Years ago, there were often times I took the tree down the day after Christmas.  In full disclosure, there have been some years in which I looked at the tree, day after day, and looked forward to getting rid of it, long before Christmas morning even arrived.  But for a while now, I haven’t been inclined to rush things so much.  There was even one year, having cut down our own tree, that we kept it up, with just the lights on, until February first.   This year, while I like the idea to de-clutter and simplify, clean out drawers and closets, there is something about the New Year’s resolve with all its goals and affirmations and stridency, that just sounds tiresome.  So, even though pine needles have replaced gifts under the tree, and Christmas tree china clutters my table and kitchen, I’m on pause until I actually need to start the new year.

As a matter of fact, after being at Joy’s family cabin in the woods on Christmas Day,  I came home, seriously thinking, before the new year arrives, of decorating one of the big trees at the edge of the lake, in tiny colored lights.  Rich, who often states that he just wants to get through the holidays, somehow managed to throw five strands of colored lights on a tall Sub-alpine Fir, in the middle of their Lodgepole Pine forest, down the hill off the back deck.  We would look out the dark windows and see it glow, alone, amidst all the other trees.  In the night, as I slept up in the loft and listened to the wind howl and heard the trees sway, I would look out the window to make sure it was still there, a solitary beacon of good cheer.  And, adding to this unexpected holiday decor, he had set up a generator down by the river, and if you wanted to make the trek down the icy hill, he would turn on the dainty colored lights, strung across three small trees, next to the water.  I did that, and while Duncan lay face down on the ice, staring at a kaleidoscope of ice crystals deep in the river, Rich and I talked about the way the snow changed the primary colors on the trees into purples and oranges.  A little Christmas magic.

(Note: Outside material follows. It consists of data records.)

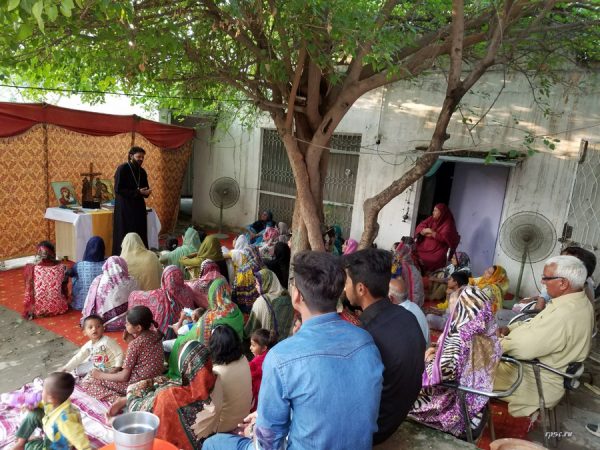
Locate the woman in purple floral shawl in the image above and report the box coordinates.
[409,286,502,436]
[81,256,139,331]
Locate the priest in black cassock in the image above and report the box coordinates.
[112,147,152,255]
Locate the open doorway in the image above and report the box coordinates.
[418,161,510,276]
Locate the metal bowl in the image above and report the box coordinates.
[113,411,160,450]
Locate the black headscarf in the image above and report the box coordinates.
[83,236,104,262]
[265,242,292,289]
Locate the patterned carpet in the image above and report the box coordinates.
[0,269,126,348]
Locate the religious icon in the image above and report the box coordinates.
[94,178,115,203]
[79,163,102,208]
[50,181,81,207]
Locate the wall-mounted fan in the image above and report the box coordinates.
[209,177,240,239]
[500,211,556,298]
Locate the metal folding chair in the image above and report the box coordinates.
[441,356,523,444]
[520,359,584,447]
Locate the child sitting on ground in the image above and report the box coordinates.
[163,308,206,353]
[13,372,92,450]
[427,272,469,331]
[60,314,123,377]
[250,328,277,412]
[80,305,165,403]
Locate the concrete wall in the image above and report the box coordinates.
[194,72,600,294]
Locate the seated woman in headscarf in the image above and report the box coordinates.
[342,239,358,255]
[179,235,228,279]
[469,266,509,314]
[427,272,469,331]
[23,241,69,319]
[186,259,225,309]
[277,222,291,244]
[392,242,425,306]
[129,266,195,338]
[409,286,502,436]
[244,269,294,341]
[323,225,344,256]
[259,227,279,261]
[231,246,264,313]
[265,242,292,289]
[246,210,277,244]
[428,252,471,300]
[81,256,139,331]
[121,233,162,291]
[224,234,250,282]
[123,341,223,450]
[159,227,202,278]
[67,236,104,311]
[415,203,460,273]
[167,278,244,380]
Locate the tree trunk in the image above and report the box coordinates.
[275,118,325,251]
[359,93,464,248]
[359,154,438,249]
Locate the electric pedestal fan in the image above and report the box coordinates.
[500,211,556,298]
[209,177,240,239]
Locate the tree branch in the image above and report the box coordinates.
[284,46,306,132]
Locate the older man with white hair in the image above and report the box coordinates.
[494,256,594,417]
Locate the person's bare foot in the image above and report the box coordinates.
[106,397,127,421]
[12,438,27,450]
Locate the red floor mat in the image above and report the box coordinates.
[0,269,127,348]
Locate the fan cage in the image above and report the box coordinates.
[500,212,556,263]
[210,177,240,209]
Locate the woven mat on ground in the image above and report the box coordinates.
[0,378,113,448]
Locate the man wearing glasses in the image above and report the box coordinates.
[494,256,594,417]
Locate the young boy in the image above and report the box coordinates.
[61,314,123,376]
[250,328,277,412]
[163,308,206,353]
[13,372,92,450]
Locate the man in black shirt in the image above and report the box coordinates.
[112,147,152,255]
[343,249,425,445]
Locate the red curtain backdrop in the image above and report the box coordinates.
[0,102,194,148]
[0,103,194,259]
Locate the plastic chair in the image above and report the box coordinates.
[441,356,523,444]
[520,359,584,447]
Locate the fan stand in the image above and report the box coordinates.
[515,245,529,302]
[213,201,229,239]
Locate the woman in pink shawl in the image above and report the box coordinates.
[415,203,460,273]
[81,256,139,331]
[185,259,225,309]
[409,286,502,436]
[129,266,195,338]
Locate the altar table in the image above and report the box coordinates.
[44,207,160,261]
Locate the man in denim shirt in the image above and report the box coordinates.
[202,252,384,450]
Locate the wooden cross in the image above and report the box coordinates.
[79,163,102,202]
[79,163,102,183]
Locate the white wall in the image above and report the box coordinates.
[194,72,600,293]
[192,119,267,227]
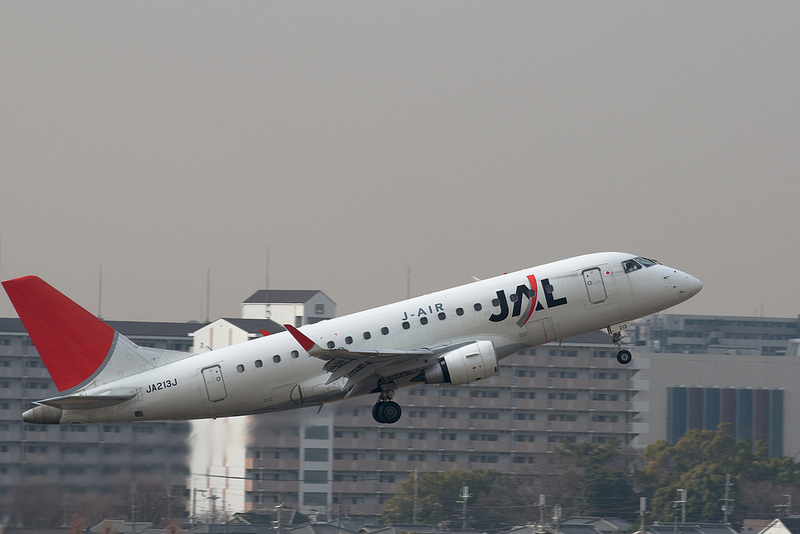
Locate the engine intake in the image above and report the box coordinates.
[422,341,497,386]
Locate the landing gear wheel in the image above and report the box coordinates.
[372,401,403,425]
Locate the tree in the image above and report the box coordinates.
[637,424,800,521]
[381,470,505,528]
[557,440,636,517]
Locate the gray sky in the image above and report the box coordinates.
[0,0,800,321]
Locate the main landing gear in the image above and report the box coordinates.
[611,332,633,365]
[608,324,633,365]
[372,400,403,425]
[372,385,403,425]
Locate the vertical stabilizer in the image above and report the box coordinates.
[3,276,116,391]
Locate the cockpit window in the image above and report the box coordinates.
[622,256,661,273]
[635,256,661,267]
[622,260,642,273]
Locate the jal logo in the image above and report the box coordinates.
[489,274,567,328]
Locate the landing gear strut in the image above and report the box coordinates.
[372,384,403,425]
[372,400,403,425]
[611,332,633,365]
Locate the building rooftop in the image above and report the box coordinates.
[242,289,335,304]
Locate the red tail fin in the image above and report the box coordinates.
[3,276,115,391]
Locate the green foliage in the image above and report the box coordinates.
[381,469,505,528]
[556,440,636,519]
[637,425,800,521]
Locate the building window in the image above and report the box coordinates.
[303,469,328,484]
[304,447,328,462]
[305,426,328,439]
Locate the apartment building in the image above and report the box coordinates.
[245,334,648,521]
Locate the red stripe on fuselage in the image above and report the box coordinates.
[3,276,114,391]
[522,274,539,326]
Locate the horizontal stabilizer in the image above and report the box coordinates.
[36,391,136,410]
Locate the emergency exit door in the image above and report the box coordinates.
[583,267,608,304]
[203,365,228,402]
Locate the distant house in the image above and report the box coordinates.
[560,516,631,534]
[189,318,285,353]
[637,523,738,534]
[242,289,336,326]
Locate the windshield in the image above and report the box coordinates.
[634,256,661,267]
[622,256,661,273]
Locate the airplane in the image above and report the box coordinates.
[3,252,703,424]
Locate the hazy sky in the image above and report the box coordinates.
[0,0,800,321]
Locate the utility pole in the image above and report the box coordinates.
[553,504,561,534]
[639,497,647,534]
[191,488,206,528]
[722,475,733,525]
[458,486,471,532]
[539,493,545,532]
[674,489,686,523]
[775,495,792,515]
[411,469,418,525]
[131,482,136,534]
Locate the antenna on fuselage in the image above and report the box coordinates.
[264,245,269,320]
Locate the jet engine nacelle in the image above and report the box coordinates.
[422,341,497,386]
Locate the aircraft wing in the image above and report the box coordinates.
[284,324,454,397]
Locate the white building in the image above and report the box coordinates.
[242,289,336,326]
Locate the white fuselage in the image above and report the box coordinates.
[51,253,701,423]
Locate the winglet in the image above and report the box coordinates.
[283,324,316,352]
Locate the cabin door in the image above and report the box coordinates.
[203,365,228,402]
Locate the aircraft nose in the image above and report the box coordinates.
[676,271,703,298]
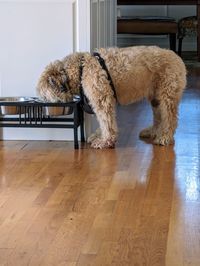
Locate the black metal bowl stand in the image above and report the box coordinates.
[0,99,85,149]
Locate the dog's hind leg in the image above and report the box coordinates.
[91,105,117,149]
[139,99,161,139]
[153,98,178,145]
[87,128,101,144]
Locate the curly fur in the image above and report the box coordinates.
[37,46,186,148]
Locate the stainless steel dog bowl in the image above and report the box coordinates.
[0,97,30,115]
[44,106,72,116]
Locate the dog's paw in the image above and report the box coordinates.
[91,138,115,149]
[87,128,101,144]
[139,127,155,138]
[153,135,174,146]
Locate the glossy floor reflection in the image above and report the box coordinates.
[0,69,200,266]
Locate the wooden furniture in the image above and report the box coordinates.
[117,0,200,61]
[178,16,198,56]
[117,16,178,52]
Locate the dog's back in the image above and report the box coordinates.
[98,46,186,104]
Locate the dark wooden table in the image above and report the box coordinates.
[117,0,200,61]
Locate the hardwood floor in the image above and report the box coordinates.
[0,69,200,266]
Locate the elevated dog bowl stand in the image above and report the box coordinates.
[0,99,85,149]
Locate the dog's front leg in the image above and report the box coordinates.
[91,107,117,149]
[82,54,117,149]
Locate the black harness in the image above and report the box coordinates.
[80,52,117,114]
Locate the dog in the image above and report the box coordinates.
[37,46,186,149]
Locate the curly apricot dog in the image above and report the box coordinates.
[37,46,186,149]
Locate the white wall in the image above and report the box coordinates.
[118,5,196,51]
[0,0,89,140]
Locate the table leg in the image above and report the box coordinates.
[197,0,200,61]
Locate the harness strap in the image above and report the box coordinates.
[79,52,117,114]
[93,52,117,100]
[79,56,94,114]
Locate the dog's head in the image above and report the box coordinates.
[37,61,73,102]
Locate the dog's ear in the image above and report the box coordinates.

The sunny arrival back at home was a nice surprise after all the Christmas snows.  “Deep Arctic air will slam into western Montana”, goes the forecast, bringing fresh snow for the start of the new year.  I suspect it will snap me into a forward-looking gear and New Year’s Day is likely to be a good one to put Santa Claus away, sweep out the needles, as well as the corners of my mind, which could use some clearing out of their own, to make room for the fresh start of a new year.